A North Korean medical team has dodged United Nations (UN) sanctions after it was confirmed the team landed in Libya to work in a hospital.
Current UN sanctions forbid anyone from North Korea working abroad.
The 38-member team (pictured on their arrival) is to provide medical care at the Martyr Attia Al-Kaseh Teaching Hospital in Kufra City, the hospital announced on social media.
The party includes a surgeon, paediatrician, cardiologist, obstetrician, otolaryngologist, dentist and 12 nurses, according to the hospital.
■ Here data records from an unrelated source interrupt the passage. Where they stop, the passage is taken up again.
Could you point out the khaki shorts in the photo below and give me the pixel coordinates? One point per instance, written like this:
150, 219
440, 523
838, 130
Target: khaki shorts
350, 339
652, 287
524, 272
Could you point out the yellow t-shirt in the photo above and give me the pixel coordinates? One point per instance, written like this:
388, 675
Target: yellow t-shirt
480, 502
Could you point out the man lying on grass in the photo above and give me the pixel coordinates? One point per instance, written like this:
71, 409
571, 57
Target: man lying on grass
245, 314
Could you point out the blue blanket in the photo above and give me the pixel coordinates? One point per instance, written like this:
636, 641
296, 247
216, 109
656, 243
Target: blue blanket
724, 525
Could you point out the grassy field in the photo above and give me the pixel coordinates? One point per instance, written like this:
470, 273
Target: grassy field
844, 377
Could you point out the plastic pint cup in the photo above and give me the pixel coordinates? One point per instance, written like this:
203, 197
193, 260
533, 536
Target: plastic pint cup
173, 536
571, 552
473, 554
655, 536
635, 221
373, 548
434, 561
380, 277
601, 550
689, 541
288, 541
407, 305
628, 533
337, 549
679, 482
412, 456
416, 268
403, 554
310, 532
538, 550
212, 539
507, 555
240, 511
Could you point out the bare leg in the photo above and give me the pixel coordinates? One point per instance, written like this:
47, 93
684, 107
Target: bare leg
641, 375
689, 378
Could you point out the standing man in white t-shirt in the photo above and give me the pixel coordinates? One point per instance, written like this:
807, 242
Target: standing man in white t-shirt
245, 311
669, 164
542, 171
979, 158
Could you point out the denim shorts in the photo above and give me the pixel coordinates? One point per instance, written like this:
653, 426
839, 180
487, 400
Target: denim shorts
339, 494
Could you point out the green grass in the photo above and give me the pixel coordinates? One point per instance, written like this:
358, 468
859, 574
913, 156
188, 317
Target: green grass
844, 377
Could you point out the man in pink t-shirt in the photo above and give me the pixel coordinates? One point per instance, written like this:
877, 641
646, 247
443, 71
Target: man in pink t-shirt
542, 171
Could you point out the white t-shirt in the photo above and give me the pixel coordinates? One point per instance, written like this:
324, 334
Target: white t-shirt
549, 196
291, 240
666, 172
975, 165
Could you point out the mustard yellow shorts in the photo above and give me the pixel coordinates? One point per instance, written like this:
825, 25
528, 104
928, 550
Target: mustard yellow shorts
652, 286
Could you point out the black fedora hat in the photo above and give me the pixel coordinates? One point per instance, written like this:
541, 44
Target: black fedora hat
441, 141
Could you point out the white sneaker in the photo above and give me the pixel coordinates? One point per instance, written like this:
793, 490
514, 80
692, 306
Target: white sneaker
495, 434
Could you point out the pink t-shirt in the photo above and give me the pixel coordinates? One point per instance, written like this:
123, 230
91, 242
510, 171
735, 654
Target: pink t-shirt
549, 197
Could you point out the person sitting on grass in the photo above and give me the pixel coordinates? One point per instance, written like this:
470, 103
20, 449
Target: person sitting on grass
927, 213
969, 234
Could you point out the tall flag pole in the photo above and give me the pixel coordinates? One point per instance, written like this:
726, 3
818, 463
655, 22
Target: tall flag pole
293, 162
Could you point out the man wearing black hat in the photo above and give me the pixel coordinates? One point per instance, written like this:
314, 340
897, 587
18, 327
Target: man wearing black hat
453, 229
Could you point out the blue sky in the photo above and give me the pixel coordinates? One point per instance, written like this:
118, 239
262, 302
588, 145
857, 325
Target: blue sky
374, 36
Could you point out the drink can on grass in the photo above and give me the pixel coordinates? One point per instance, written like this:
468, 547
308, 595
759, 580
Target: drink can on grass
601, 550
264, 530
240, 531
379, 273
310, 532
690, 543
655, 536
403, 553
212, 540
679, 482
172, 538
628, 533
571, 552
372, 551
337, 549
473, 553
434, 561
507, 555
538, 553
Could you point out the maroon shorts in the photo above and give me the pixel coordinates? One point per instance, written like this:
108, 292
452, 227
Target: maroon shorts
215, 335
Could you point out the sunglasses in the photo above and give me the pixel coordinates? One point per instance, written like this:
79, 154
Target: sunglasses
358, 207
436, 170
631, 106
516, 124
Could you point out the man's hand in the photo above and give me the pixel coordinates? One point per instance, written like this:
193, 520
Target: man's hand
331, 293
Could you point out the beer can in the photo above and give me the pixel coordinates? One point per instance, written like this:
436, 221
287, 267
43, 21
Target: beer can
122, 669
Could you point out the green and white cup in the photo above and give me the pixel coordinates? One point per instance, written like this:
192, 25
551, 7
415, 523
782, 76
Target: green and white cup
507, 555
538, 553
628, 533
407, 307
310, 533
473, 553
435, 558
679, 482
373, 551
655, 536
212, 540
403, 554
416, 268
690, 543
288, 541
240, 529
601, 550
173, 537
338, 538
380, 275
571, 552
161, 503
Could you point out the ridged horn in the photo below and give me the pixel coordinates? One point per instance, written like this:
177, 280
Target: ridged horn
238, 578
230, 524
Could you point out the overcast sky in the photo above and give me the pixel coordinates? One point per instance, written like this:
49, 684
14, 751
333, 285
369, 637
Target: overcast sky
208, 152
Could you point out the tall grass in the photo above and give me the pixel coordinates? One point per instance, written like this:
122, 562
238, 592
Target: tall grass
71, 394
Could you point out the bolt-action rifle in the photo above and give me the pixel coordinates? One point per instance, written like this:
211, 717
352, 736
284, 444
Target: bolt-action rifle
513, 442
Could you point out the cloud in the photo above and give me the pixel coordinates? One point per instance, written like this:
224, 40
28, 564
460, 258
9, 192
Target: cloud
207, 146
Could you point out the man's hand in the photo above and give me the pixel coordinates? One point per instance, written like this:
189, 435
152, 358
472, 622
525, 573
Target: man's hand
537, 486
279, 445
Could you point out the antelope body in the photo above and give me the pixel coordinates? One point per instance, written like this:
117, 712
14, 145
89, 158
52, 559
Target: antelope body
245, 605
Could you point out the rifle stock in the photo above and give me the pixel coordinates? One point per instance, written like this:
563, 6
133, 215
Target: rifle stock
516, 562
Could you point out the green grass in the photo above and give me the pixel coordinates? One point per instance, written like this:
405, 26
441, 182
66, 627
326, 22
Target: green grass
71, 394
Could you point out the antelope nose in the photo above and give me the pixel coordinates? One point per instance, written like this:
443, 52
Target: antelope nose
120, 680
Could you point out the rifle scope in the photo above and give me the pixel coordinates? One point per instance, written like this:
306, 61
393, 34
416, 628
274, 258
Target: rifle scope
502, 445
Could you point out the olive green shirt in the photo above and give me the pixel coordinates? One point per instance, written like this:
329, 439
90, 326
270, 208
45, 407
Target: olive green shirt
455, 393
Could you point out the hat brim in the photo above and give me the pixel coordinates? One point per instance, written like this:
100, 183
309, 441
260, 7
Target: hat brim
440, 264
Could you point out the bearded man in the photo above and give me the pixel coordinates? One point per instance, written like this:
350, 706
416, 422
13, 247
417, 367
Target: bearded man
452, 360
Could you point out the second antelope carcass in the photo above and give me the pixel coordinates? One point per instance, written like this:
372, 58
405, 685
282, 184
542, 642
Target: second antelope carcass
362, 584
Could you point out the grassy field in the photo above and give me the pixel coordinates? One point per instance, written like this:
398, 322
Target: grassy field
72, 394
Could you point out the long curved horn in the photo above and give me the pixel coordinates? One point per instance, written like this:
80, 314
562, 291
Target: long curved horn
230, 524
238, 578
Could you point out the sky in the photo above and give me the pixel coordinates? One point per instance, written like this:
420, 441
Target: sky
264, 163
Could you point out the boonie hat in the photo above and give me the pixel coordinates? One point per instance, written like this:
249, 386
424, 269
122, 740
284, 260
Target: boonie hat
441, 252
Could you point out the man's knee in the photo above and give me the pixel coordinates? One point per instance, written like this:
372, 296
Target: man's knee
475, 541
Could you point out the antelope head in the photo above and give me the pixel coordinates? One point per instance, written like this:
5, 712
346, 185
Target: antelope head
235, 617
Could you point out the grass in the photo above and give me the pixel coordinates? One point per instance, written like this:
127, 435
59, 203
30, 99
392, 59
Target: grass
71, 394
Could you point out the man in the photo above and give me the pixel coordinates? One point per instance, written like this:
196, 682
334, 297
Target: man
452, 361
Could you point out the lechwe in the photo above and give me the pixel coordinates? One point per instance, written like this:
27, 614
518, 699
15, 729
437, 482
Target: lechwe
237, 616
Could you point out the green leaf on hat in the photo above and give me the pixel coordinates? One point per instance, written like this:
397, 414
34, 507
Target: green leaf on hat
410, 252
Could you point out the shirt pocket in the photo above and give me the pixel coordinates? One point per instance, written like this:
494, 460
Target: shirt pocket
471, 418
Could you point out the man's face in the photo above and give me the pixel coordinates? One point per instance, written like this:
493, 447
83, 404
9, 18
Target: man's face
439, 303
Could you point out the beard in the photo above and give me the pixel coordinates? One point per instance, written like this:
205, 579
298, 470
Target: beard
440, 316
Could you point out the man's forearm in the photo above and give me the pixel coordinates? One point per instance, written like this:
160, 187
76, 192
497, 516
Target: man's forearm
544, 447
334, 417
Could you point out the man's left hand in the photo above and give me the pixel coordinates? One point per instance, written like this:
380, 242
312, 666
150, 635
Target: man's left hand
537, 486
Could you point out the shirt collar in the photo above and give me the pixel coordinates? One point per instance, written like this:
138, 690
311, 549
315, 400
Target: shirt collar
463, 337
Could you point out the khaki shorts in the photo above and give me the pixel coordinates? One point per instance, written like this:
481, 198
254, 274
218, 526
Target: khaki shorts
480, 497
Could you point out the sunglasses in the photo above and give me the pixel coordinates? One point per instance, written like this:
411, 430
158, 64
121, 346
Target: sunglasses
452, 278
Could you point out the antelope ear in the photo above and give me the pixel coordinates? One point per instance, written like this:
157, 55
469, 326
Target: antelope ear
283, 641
While the hospital only identified the workers as ‘Korean’, a statement out of the North Korean capital of Pyongyang said the team included nationals who had previously worked in Senegal in 2019.
Radio Free Asia also reported on the team’s presence in Kufra and identified the workers as North Korean.
Their arrival comes a year-and-a-half after North Korea’s Ambassador to Libya, Ju Jin Hyok told the nation’s Minister for Health that North Korea would seek to restore medical cooperation as soon as possible after Libya’s security situation improved and pandemic restrictions were lifted.
Libyan hospitals relied heavily on North Korean medical professionals before the country fell into a lengthy civil war in 2014.
“Many village hospitals in the south do not have doctors because we rely on North Korean doctors [who have left],” one Libyan hospital wrote on its Facebook page in 2016.
UN sanctions have banned North Koreans from working abroad since December, 2019, alleging that their earnings fund the country’s nuclear and missile programs.